Approximately one-third of people ages 18 to 30 who inject drugs are infected with the virus; 70% to 90% of older injection-drug users are infected.

There currently is no vaccine for hepatitis C although research in the development of a vaccine is underway. But there are effective oral direct-acting antiviral (DAA) medications that can clear the virus from the body, particularly if caught early.

“The good news is that treatment for HCV is far better, and far better tolerated than in the past, offering a cure to most people,” Owens said. “Early identification of HCV is important to prevent long-term complications of HCV including liver failure, liver cancer, and death.”

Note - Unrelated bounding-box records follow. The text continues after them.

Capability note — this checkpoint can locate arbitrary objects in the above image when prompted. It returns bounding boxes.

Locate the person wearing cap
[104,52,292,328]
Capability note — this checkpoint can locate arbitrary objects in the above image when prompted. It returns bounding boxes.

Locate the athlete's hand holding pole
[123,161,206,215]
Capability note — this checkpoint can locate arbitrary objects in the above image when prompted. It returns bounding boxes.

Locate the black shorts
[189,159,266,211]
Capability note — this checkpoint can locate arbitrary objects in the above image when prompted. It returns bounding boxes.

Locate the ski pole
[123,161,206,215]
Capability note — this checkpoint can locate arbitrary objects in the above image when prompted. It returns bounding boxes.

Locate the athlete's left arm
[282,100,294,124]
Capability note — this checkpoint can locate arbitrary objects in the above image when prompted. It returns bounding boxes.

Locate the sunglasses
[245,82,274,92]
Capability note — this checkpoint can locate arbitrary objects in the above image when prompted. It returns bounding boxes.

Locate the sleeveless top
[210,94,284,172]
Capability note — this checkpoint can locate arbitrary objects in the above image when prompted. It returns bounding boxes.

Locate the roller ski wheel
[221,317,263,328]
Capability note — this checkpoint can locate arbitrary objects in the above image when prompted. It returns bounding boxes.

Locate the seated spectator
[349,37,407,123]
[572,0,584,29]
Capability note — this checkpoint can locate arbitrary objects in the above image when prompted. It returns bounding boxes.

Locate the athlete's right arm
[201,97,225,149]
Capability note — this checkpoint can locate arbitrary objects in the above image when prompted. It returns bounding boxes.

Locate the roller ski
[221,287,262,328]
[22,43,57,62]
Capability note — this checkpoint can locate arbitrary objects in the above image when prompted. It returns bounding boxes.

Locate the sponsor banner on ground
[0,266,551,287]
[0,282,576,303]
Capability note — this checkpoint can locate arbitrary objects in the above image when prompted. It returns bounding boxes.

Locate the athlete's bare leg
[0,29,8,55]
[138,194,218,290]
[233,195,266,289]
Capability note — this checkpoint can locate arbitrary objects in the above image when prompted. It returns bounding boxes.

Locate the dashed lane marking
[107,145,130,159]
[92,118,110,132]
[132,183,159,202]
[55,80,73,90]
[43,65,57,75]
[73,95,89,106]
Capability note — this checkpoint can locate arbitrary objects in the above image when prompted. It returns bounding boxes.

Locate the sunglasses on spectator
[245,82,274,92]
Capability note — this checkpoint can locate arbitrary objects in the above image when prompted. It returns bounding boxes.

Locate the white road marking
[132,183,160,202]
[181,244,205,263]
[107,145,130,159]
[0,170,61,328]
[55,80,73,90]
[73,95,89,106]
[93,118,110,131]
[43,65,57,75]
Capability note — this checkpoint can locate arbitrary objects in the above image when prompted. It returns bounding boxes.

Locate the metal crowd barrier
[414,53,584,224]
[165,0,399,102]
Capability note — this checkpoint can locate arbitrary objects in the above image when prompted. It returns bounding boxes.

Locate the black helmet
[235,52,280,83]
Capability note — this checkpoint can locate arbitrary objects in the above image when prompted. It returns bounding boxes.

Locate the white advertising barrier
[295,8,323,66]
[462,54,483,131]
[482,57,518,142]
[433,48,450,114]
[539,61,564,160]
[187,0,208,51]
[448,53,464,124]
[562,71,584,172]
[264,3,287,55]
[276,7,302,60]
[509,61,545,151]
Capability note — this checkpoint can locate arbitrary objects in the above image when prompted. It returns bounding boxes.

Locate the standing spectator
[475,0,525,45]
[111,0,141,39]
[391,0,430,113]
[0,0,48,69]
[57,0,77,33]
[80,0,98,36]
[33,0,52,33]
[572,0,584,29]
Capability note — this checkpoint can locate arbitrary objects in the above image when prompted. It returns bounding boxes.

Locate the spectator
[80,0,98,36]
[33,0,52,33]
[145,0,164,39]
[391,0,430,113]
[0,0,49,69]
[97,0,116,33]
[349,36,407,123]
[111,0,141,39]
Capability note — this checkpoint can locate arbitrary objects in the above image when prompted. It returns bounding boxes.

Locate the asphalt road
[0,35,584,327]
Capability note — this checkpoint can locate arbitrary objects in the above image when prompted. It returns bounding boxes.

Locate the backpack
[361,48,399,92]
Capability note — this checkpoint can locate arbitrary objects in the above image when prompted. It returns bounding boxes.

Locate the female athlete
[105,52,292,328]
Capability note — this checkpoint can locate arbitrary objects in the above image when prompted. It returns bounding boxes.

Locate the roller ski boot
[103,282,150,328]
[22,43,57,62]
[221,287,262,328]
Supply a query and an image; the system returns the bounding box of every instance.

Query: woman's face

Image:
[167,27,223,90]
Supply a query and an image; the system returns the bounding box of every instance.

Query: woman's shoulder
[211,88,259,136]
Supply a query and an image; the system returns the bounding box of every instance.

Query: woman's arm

The Task Force said in a release that there are several key research gaps that could inform the benefit of screening for HCV infection:

  1. ·     Research is needed on the yield of repeat vs. one-time screening for HCV.
  2. ·     Research is needed to identify labor management practices and treatment of HCV infection prior to pregnancy to reduce the risk of mother-to-child transmission.
  3. ·     Trials and cohort studies that measure effects on quality of life, function, and extrahepatic effects of HCV infection (such as renal function, cardiovascular effects or diabetes) would be helpful for evaluating the impact of DAA regimens on short-term health outcomes.
  4. ·     Additional studies are needed to examine the epidemiology of HCV infection and the effectiveness of DAA regimens in adolescents.